As buyers look to avoid bad deals, there's an increasing quantity of information being requested that Urban says is extraordinary.
"It's a lot more time gathering diligence assets, getting them into the data room, interacting with buyers, creating new documents," he says. "Buyers are looking through every line of every contract, trying to make sure that that certainty and future business performance is there."
He says in one deal he heard about, a company posted three years of historical financials in the data room, which is fairly standard. The buyer, however, asked for 15 years of historical financials because they wanted to model out what the business did during the Great Recession and how it recovered, and mimic that in their forward model.

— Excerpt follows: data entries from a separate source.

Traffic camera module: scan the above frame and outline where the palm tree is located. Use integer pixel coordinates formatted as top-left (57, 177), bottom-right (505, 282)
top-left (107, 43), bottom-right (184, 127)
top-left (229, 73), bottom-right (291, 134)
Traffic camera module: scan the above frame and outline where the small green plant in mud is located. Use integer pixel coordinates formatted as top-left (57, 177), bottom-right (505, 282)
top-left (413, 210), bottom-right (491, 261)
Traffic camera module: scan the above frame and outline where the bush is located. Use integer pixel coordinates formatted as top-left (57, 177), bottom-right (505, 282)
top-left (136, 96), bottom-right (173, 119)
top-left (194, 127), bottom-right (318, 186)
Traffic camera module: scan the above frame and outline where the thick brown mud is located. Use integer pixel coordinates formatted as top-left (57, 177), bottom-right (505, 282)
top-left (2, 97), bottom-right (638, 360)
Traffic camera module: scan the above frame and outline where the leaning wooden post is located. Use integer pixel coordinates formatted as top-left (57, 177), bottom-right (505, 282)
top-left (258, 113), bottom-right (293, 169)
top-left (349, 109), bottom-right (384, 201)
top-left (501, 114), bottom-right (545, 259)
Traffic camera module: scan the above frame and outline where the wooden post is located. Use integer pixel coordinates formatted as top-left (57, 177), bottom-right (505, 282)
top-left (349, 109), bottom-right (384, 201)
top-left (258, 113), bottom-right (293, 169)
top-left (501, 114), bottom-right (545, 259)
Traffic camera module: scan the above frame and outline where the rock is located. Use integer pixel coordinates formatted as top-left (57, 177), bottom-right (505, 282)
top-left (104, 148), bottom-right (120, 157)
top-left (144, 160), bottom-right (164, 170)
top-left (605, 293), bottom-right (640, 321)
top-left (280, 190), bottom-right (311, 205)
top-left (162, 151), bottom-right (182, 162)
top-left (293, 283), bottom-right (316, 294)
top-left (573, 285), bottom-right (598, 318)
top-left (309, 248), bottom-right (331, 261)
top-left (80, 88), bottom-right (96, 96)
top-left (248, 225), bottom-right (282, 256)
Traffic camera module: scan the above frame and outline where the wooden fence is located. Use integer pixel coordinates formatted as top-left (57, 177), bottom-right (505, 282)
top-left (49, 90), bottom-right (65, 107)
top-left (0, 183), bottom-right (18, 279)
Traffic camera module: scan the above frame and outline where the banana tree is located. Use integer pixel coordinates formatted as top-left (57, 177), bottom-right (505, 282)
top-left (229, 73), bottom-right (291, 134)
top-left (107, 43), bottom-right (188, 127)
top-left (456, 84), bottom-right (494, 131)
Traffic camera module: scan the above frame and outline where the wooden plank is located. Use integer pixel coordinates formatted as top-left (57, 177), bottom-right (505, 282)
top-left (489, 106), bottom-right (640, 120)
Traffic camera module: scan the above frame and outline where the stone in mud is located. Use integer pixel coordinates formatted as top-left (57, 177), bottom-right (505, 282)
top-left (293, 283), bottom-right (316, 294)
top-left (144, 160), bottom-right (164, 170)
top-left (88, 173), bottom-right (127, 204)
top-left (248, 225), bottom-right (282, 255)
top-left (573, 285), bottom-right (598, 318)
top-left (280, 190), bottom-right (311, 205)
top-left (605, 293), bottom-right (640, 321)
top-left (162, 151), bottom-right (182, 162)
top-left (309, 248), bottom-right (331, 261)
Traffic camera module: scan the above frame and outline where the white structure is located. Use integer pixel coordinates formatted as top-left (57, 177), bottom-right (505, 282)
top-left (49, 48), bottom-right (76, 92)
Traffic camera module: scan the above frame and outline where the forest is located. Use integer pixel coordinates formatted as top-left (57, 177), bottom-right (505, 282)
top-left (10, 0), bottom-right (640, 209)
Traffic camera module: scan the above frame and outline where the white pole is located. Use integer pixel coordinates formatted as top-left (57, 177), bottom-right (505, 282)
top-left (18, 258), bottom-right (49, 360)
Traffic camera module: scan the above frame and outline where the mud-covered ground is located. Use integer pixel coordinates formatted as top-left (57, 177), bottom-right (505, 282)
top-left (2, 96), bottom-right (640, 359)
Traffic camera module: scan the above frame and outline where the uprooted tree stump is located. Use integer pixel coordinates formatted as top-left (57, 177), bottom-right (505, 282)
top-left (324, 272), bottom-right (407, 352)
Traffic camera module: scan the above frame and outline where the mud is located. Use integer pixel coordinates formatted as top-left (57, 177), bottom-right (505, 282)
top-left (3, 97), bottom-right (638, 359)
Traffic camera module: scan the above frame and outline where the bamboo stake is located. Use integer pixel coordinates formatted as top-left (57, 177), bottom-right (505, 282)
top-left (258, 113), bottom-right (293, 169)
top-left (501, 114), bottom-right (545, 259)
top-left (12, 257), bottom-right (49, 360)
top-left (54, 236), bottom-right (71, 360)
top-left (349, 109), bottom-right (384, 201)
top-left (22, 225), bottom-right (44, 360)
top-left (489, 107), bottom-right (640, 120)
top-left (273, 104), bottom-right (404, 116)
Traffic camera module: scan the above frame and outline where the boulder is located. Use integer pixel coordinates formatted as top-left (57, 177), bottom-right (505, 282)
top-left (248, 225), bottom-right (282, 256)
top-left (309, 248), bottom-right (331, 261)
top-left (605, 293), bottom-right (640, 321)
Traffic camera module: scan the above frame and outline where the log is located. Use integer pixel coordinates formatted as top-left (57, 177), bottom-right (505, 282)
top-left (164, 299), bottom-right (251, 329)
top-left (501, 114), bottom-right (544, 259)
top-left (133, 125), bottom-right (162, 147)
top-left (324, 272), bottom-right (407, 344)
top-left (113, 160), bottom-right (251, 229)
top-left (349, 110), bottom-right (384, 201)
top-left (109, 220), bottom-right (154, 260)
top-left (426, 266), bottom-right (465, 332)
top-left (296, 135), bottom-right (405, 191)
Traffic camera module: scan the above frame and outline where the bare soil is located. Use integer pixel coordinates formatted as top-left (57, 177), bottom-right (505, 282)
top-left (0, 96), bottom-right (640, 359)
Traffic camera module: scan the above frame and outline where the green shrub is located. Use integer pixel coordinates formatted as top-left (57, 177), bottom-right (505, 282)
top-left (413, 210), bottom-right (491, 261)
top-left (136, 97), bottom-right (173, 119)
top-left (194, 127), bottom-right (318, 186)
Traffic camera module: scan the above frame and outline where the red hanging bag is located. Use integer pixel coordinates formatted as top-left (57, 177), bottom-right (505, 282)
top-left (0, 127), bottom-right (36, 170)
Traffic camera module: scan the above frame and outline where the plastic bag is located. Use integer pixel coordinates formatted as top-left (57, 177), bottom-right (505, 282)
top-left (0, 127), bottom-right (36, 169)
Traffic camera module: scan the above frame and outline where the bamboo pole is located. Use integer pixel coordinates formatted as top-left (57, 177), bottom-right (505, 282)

"So, it's just harder," Urban says. "All of these deals are just taking more work, more time, more effort, more energy. But on the flip side, buyers are bowing out quicker if they're not going to be all-in and be willing to put that level of effort into a deal. So, the buyers that you have in a process you know are serious."
Going forward, Urban says he's optimistic about the M&A market.
"I don't think we're going to end 2023 down 40 percent from 2022," he says. "We got momentum."
Deals, he says, don't get done in a day. They get done over months.
"We're seeing a lot of activity. I think that will continue," Urban says. "The availability of debt in the private debt market is robust and will be there. I think as we look forward medium-term, the glut of capital tied up for larger deals will work its way through, and we'll start to see activity."